Sunday, August 27, 2006

Sunday Night Thoughts

Burial of Atala (répétition of 1808 original), 1813
Anne-Louis Girodet-Trioson (French, 1767–1824)
Oil on canvas; 81 5/16 x 104 1/2 in. (206.5 x 265.4 cm)
Musée Girodet, Montargis


From the Major show on Girodet at the Metropolitan Museum of Art... The show just closed today.


Dear Class,

I just made some small changes to the format on the blog... I added a title bar for you to use and allowed the blog to show messages on the main page for up to 150 days at a time before archiving them.

Debbie, Karyn's and Kristin's posts are a good model for you to follow on the blog. Everyone will benefit in seeing some images from your travels and your general impressions of what you saw.

I took my mother to the Met in NYC last week and among other shows, spent time at this major focus on the work of Girodet. This canvas was monumental in size, at 7' X 9' and depicts the burial of Atala, a romantic character in a novel published in 1801. Girodet is not well know but the show was impressive! He wad a student and protege of David but unlike his mentor, who was almost rigid in his classicism, Girodet foreshadowed romanticism and flights of spirit. His use of light and his consummate painting skills really impressed me!

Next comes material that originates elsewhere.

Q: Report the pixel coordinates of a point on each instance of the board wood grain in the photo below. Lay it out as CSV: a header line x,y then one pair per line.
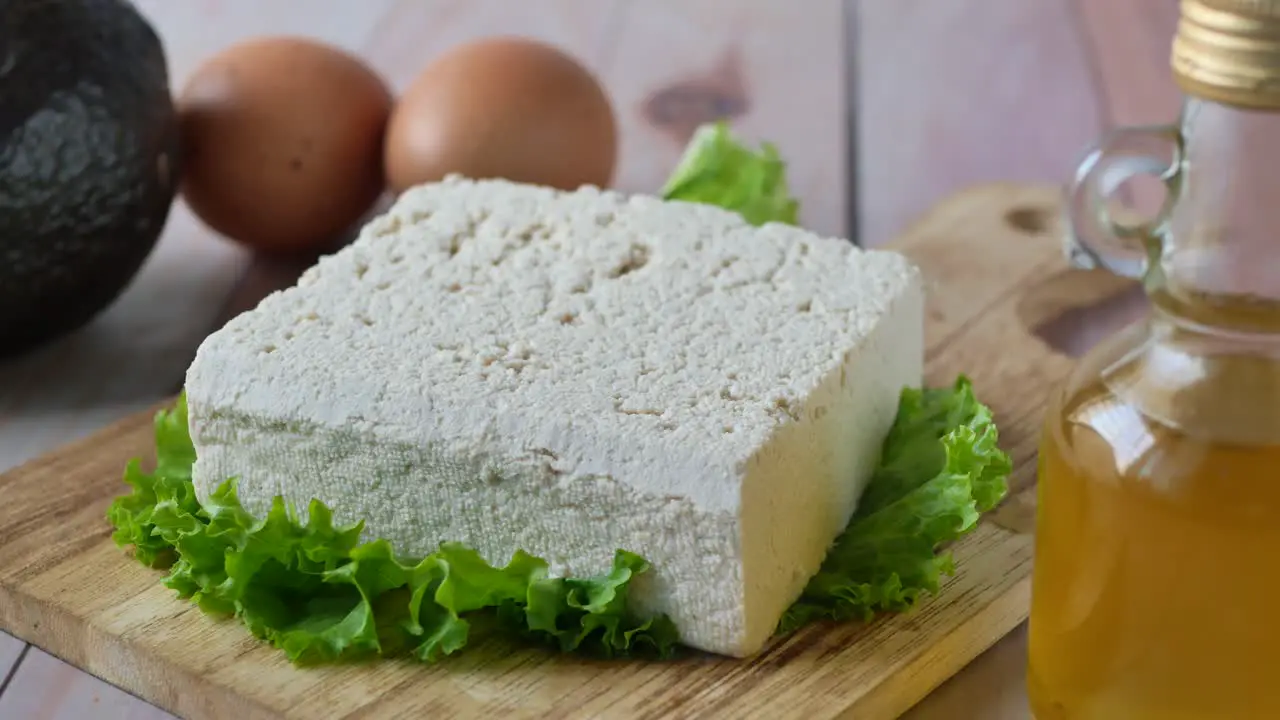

From the Getty Museum.... ""Whosoever had not known that this young maiden had once enjoyed the light of day would have taken her for a statue of virginity asleep," wrote François René Chateaubriand of Atala in his popular Romantic novel of 1801. Taking inspiration from such poetic lines, the artist, painting in a style similar to Anne-Louis Girodet de Roucy Trioson, let the rays of the moon play upon Atala and cast over the whole a dreamlike, mystical, magic light, establishing a decidedly Romantic mood. In this scene, Atala's beloved American Indian lover--looking like a Neoclassical version of a Roman hero--and a missionary lay her to rest after she has committed suicide rather than break the vow of virginity she made to her dying mother."